Firstly, three-year-old giraffe Inkosi, which means King in Zulu, arrived at Monarto Safari Park on Wednesday after an epic 2,749km journey from Perth Zoo.
“Keepers at Perth Zoo worked closely with Inkosi to get him used to his crate. This training meant that he was fully prepared and comfortable during his journey. He’s been looking out the back of his trailer for the entire trip,” said Dr Ian Smith, Zoos SA Senior Veterinarian who accompanied Inkosi throughout.
“As soon as we got to Monarto Safari Park, Inkosi exited his crate and has settled into a giraffe shed to rest and acclimatize overnight. He’ll be able to see the other giraffe in the herd while undertaking his quarantine and then he’ll be released into the large Waterhole exhibit to mingle with the ladies.
“Inkosi, the great-grandson of Monarto favourite Tambo, will be our breeding male and play an important role in safeguarding the species. The species coordinator has specifically chosen him as he is genetically matched to our females,” finished Ian.
This morning Inkosi ventured out into his holding yard after Monarto Safari Park keeper Mark Mills called to him. Due to the rain, the ground is a little muddy and Inkosi took a look and then promptly returned to the comfort of his quarantine accommodation. Inkosi will be monitored regularly throughout the day.

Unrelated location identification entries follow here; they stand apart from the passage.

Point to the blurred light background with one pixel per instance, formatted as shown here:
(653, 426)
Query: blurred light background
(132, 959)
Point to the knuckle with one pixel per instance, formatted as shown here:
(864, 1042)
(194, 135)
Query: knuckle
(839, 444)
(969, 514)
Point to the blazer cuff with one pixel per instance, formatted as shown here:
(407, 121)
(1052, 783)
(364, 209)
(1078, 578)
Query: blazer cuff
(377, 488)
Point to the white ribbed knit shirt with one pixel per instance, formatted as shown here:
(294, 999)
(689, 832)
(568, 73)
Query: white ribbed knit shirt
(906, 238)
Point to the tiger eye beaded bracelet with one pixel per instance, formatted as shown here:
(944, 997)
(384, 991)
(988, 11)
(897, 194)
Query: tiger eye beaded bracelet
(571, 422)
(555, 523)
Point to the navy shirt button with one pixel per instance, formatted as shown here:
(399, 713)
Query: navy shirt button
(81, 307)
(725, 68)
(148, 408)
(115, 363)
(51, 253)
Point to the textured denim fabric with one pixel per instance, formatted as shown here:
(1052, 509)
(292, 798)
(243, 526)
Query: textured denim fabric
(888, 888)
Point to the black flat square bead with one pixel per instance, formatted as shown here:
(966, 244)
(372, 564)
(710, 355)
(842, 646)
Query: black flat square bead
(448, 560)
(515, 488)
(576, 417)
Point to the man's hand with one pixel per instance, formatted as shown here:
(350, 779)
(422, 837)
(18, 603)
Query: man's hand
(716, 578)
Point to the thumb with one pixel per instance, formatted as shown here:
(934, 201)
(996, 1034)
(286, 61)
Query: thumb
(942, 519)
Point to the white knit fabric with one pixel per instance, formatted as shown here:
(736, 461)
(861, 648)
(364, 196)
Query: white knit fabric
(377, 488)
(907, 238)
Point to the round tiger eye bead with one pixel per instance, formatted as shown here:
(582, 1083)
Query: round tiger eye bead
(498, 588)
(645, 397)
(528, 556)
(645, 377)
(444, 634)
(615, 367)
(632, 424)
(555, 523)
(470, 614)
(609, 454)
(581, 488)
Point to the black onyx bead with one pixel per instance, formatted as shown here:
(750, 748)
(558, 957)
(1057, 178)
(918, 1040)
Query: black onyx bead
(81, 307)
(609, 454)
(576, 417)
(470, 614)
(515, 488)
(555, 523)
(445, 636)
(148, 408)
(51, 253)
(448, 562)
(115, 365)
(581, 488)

In further giraffe news, seven-year-old male Mzuri has moved from the Waterhole breeding herd to make room for Inksoi and is the first giraffe to move into Monarto Safari Park’s Wild Africa safari area. Mzuri will soon be joined by other giraffe who will roam the largest safari experience outside of Africa.
The safari precinct, hotel and glamping facilities look set to open in early-mid 2023.
And today, Thursday 3 November, a three-year-old Southern White Rhino called Carrie is due to arrive from Australia Zoo at around 4 pm. Weighing in at 1,400kg the female will arrive by road, her arrival delayed by just over a week due to flooding in the Eastern states.
Carrie will undergo a period of quarantine in one of Monarto Safari Park’s rhino bomas before joining the other Southern White Rhinos.
“The Southern White Rhino is threatened with extinction with only an estimated 14,000 animals thought to exist in the world. With losses to poaching of around 10,000 animals in the last ten years, Carrie’s addition to Monarto Safari Park’s group of five other white rhinos (Ibutho, Umfana, Uhura, Umqali and Savannah) is great news for their survival,” said Peter Clark, Director of Monarto Safari Park.
“Rhino are such captivating animals. When you look at them it is very hard to comprehend how someone would want to kill them just for their horn which is just Keratin and only as medicinally useful as chewing your own fingernails. Sadly, the high price of rhino horn on the black market drives these senseless attacks. As a conservation charity, we support Kruger Park Rangers in South Africa who work relentlessly to protect rhino and all the other animals that live there,” finished Peter.
Spanning more than 1,500 hectares and home to more than 50 species of exotic and native mammals, birds and reptiles, you can fit every major zoo in Australia in Monarto Safari Park and still have land left over!